Águas de junho
Os
melhores dias do ano vêm com as chuvas, porém os mais tristes também.
Há
um quê de insulamento nos dias de chuva, principalmente, para quem vive nesta
cidade anfíbia, Recife.
A
água que escorre obliquamente do céu e cai por terra ora com calma, ora intempestivamente,
e nos fazem abrir guarda-chuvas; procurar uma marquise ou correr sob ela, por
isso, sempre achei a chuva um elemento pecaminoso que devemos, às vezes, nos
proteger para poder seguir em frente depois.
A
chuva é como alguma coisa que despenca dos píncaros da virtude [céu/cultura] e
tomba, invariavelmente, pelas frestas do chão [terra/corpo] e gera um
sentimento de alheamento, como alguém que acaba de ter um orgasmo.
A
água é o elemento mais presente dentro e fora de nós e as chuvas são a prova de
que algo nosso bate lá fora e está indo embora.
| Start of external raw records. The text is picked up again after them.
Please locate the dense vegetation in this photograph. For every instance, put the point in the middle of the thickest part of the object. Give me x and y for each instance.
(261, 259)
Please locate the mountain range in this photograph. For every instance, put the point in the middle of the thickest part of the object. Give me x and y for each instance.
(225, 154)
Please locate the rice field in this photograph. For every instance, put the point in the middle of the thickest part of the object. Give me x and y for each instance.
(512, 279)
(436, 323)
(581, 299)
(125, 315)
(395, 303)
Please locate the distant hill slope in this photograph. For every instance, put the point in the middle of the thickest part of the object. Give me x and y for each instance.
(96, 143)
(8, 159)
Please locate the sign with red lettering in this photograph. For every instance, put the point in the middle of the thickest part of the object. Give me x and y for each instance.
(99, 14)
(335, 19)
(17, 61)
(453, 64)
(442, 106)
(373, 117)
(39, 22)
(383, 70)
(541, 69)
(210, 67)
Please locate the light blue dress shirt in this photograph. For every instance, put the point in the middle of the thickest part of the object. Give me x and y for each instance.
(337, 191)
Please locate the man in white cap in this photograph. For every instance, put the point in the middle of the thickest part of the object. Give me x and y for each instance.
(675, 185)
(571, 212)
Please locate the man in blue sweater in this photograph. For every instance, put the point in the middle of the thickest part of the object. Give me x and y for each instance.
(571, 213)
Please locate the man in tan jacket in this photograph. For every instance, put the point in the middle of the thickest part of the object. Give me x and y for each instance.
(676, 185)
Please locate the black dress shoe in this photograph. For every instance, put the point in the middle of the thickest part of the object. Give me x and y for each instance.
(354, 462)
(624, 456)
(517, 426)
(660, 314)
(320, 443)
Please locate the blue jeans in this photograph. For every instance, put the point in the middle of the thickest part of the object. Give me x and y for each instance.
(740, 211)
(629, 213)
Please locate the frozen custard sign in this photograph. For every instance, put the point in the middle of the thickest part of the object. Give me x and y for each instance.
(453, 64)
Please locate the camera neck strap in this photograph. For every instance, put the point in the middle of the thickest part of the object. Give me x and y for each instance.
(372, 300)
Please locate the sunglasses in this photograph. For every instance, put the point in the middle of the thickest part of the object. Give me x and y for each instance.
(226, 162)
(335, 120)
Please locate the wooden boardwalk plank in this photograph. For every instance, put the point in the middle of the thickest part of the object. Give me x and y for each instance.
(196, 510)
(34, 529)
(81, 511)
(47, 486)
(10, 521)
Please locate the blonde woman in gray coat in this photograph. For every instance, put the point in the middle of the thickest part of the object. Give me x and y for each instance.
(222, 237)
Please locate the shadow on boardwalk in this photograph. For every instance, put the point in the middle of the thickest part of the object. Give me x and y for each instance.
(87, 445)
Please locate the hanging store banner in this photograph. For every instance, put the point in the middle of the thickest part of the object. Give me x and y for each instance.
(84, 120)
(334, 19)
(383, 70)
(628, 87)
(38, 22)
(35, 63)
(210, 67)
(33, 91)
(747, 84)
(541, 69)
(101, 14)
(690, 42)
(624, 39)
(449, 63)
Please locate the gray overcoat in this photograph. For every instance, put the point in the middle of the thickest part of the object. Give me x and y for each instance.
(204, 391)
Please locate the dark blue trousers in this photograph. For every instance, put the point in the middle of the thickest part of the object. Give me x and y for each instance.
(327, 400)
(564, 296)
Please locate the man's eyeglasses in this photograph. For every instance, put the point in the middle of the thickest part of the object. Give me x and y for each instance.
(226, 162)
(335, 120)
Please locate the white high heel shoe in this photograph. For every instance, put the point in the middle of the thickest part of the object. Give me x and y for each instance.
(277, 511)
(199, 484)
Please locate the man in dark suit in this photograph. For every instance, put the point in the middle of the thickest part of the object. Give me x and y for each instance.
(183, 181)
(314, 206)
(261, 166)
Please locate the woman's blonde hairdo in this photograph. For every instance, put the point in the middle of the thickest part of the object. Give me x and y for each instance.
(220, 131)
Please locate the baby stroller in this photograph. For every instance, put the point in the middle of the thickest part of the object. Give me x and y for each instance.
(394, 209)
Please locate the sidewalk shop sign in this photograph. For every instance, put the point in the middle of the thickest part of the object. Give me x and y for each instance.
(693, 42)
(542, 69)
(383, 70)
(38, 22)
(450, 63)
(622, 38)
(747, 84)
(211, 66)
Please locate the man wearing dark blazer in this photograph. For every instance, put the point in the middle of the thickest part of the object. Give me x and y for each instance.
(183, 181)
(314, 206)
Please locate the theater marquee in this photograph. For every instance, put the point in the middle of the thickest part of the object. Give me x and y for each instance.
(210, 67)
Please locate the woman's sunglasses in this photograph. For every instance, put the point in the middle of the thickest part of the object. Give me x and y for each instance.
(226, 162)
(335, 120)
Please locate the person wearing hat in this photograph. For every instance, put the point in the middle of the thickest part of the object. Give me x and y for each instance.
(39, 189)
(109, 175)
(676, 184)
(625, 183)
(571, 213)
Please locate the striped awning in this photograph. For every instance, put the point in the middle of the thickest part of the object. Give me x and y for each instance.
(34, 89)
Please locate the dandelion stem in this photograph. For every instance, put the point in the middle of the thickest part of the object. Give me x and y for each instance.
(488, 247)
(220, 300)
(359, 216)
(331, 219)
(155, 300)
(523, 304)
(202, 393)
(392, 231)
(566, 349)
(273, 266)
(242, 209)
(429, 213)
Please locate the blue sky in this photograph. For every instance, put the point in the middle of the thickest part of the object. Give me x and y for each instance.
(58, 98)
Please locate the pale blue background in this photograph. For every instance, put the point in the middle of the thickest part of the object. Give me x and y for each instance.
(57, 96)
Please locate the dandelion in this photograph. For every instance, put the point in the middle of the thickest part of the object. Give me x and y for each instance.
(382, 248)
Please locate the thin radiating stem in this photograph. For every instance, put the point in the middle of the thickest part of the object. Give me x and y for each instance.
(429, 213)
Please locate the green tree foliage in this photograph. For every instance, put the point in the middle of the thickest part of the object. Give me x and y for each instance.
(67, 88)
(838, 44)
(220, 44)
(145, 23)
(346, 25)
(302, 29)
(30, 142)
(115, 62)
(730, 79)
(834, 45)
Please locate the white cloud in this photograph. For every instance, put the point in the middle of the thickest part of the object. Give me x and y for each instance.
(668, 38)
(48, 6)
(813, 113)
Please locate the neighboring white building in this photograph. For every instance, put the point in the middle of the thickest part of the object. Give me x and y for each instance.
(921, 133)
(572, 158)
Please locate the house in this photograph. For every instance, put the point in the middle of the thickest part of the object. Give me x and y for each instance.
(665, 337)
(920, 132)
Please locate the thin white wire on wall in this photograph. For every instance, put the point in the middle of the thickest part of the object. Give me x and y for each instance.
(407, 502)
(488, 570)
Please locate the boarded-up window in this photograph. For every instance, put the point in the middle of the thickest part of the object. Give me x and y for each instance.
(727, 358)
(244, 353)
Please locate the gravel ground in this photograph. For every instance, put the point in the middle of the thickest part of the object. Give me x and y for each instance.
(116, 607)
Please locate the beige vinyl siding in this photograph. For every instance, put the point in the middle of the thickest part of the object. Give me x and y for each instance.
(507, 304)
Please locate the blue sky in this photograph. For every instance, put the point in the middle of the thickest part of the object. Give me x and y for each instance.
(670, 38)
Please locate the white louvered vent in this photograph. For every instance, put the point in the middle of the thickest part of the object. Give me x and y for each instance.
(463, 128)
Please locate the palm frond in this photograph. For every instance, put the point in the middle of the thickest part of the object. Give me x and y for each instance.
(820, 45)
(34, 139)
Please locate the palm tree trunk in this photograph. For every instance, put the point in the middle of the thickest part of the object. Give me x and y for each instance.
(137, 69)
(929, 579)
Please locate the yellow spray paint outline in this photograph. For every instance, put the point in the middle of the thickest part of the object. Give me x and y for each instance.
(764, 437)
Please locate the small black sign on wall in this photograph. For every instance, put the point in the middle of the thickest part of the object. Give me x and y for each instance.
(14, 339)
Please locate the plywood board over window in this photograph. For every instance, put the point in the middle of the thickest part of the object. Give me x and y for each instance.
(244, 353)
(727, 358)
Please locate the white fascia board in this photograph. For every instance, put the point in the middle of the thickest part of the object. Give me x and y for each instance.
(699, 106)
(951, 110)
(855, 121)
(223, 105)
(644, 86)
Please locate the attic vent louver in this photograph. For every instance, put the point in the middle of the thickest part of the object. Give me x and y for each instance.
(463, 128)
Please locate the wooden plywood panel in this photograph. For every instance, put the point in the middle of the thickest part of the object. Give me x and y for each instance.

É a vida que escorre e não
voltará, mesmo com outro junho ou canalizando-a em cisternas, pois água parada
é água morta.
Com
as chuvas somos imersos em uma triste e divertida solidão – as águas caem lá
fora e cá dentro puxamos os lençóis da existência, nos encolhemos fetalmente
para aquecermo-nos em meio ao líquido amniótico dos que nos fazem ter forças
para sairmos da cama no dia seguinte, enquanto o vento frio e hostil externo
nos impele a ficarmos na cama.
Quando
chove, somos mergulhados em uma prostração que não condiz com a nossa condição
de seres criados no mundo moderno, ou seja, seres voltados para o movimento das
mercadorias, em uma palavra, para o trabalho assalariado onde nossos corpos são
a principal mercadoria destituída de sua total potencialidade, alienados porque
o seu trabalho não lhe pertence. Acredito que nossos ancestrais tinham o peito
menos opresso quando viam a chuva, acho que até trabalhavam sob ela, faziam
seus ritos e até transavam.
Hoje,
nosso humor é embotado diante da chuva porque fomos privados dela. Não tem como
ficar sério quando se toma um banho de chuva com gosto, tal qual quando erámos
criança. Ficamos tristes porque gostaríamos de estar lá fora correndo não da, mas com a chuva.
Entretanto,
a água é ambivalente, pois se ficarmos macambúzios com ela que cai lá fora,
bate algo aqui dentro que nos força a criar alguma coisa. Já reparam quantas
vezes não fomos surpreendidos com boas ideias no chuveiro e até cantamos de felicidade,
pois a chuva também tem esse potencial só que com uma diferença: a chuva nos
molha por dentro e, como tal, revolve alguma coisa internamente que é irmanada
com aquilo que vai lá fora em busca do mar, da imensidão, do vazio, da morte.